El multimillonario jefe de los fondos de cobertura Bill Ackman afirma ser víctima de un intento de “extorsión” por un ex empleado que exigía un paquete de indemnización de 2 millones de dólares después de alegar un “lugar de trabajo inseguro”, lo que llevó a los ricos capitanes de la industria a apoyar públicamente al financista.
Ackman expuso recientemente su caso en una extensa publicación sobre
El sábado pasado dijo que comenzó su family office, llamada Table, hace unos 15 años, entregándosela a un amigo a quien describió como “alguien en quien confiaba implícitamente”. Luego, la oficina “creció enormemente” a medida que el número de personal y los costos se dispararon, a pesar de su función principalmente administrativa, añadió.
Ackman dijo que se mantiene mayoritariamente neutral (sólo realiza una revisión anual) con el objetivo de que la empresa “se encargue de todo lo que no sea mi trabajo diario para que yo tenga más tiempo para mi trabajo y mi familia”.
A medida que los costos y la rotación se “dispararon”, contrató a su sobrino educado en Harvard, quien hizo un “trabajo excelente” al recuperar otra inversión, según Ackman, para revisar las operaciones, lo que llevó al despido de aproximadamente un tercio del personal.
La mayoría de los empleados abandonaron la empresa “profesionalmente”, dijo Ackman, excepto un abogado corporativo al que llamó “Ronda” que rechazó tres meses de indemnización y exigió dos años de salario después de trabajar sólo dos años y medio.
Ackman dijo que se negó a hablar con él antes de que la empresa recibiera una “carta amenazante” alegando “acoso y discriminación de género” y un “ambiente de trabajo inseguro”, afirmaciones que calificó de “interesantes” dado que ella supervisaba el cumplimiento.
La carta alegaba que su sobrino hizo comentarios “inapropiados y basados en el género (sic)” sobre la edad, apariencia y planificación familiar de un empleado, y advertía que ella “buscaría todas las medidas apropiadas” en los tribunales si no se llegaba a un acuerdo.
Ackman dijo que el tema se planteó internamente y que presionó por una “capacitación de concientización en el lugar de trabajo”, y agregó que los testimonios de otras personas no coincidían con las acusaciones y que “nadie, hasta donde yo sé, se sintió ofendido”, y agregó que no había “ninguna evidencia” de problemas más amplios.

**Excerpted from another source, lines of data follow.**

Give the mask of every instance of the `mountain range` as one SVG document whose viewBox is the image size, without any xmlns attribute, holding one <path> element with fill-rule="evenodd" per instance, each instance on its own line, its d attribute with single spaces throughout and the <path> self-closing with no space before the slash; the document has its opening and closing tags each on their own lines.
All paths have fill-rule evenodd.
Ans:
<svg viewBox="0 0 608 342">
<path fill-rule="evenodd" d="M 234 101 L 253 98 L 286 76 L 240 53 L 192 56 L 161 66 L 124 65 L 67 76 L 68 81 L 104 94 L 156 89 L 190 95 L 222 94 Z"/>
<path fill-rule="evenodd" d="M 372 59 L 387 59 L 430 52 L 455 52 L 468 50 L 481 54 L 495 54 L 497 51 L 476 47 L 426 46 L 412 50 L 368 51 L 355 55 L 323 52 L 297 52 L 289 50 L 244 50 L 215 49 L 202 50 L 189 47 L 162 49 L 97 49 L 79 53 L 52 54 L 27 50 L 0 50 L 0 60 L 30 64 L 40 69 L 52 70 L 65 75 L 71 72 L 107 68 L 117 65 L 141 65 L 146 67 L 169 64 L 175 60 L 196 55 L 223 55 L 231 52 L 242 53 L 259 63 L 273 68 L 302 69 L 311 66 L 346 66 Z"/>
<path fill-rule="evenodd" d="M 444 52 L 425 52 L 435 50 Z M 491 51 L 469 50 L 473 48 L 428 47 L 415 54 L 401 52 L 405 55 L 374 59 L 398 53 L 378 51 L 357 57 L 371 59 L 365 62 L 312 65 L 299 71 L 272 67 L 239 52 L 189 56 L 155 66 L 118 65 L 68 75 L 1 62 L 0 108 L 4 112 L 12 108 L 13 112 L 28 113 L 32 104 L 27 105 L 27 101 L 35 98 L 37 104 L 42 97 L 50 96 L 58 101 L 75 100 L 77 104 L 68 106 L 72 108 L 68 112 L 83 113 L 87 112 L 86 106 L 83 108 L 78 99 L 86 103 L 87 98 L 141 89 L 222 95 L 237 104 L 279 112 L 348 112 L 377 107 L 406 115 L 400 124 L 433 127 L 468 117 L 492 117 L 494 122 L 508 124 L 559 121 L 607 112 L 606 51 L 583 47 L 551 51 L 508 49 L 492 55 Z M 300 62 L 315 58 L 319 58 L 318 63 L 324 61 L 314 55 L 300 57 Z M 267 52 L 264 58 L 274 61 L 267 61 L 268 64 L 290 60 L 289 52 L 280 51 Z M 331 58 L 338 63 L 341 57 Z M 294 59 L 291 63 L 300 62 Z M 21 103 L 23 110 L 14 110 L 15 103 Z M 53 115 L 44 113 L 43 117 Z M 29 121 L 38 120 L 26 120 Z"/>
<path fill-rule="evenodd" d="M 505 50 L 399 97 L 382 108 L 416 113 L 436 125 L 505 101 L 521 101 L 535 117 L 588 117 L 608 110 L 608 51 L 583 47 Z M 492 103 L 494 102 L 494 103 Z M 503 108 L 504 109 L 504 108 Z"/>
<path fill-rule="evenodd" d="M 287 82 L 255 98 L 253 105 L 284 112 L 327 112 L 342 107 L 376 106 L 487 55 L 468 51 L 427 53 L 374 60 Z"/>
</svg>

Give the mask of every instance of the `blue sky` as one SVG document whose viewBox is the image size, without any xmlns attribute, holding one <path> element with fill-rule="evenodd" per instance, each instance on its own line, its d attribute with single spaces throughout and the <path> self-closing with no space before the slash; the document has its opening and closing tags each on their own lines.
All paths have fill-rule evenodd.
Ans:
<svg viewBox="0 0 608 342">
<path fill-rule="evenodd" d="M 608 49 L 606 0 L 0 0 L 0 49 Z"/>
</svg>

Sugirió que la solicitud de 2 millones de dólares era oportunista, señalando que “Ronda” sabía de una crisis médica que su hija estaba experimentando y de la inminente salida a bolsa de su empresa, y calificó lo que llamó acusaciones de discriminación “falsas” como un “impuesto costoso a la economía”.
Ackman dijo que la abogada era parte de un amplio plan de despidos y que tenía “demasiado poder” para el puesto, por el que recibió 1,05 millones de dólares el año pasado. También dio a entender que ella quería sentar cabeza para evitar dañar su reputación.
El mensaje tocó una fibra sensible en línea, obteniendo el apoyo de algunos de los nombres más importantes de la tecnología y las finanzas.
El inversor ángel de Silicon Valley, Chamath Palihapitiya, comparó la situación con un “impuesto” a los ejecutivos ricos.
“¡Destrúyelos!” Joe Lonsdale, cofundador de Palantir, escribió en respuesta a la historia de Ackman.
“Lucha contra ello”, instó el empresario tecnológico y antienvejecimiento Bryan Johnson. “Este tipo de extorsión ocurre mucho más a menudo de lo que la gente piensa. Es dinero fácil para el acusador y los abogados.”
Elizabeth Holmes, que cumple una condena de 10 años de prisión por defraudar a los inversores en el escándalo de Theranos, escribió en X: “Tienes el lujo y el deber de preservar la verdad, cueste lo que cueste”.
“Estas tonterías deben terminar”, dijo Donald Trump Jr.
Ackman dijo más tarde que era “tranquilizador que pareciera haber un consenso” que apoyaba su decisión de luchar en lugar de llegar a un acuerdo.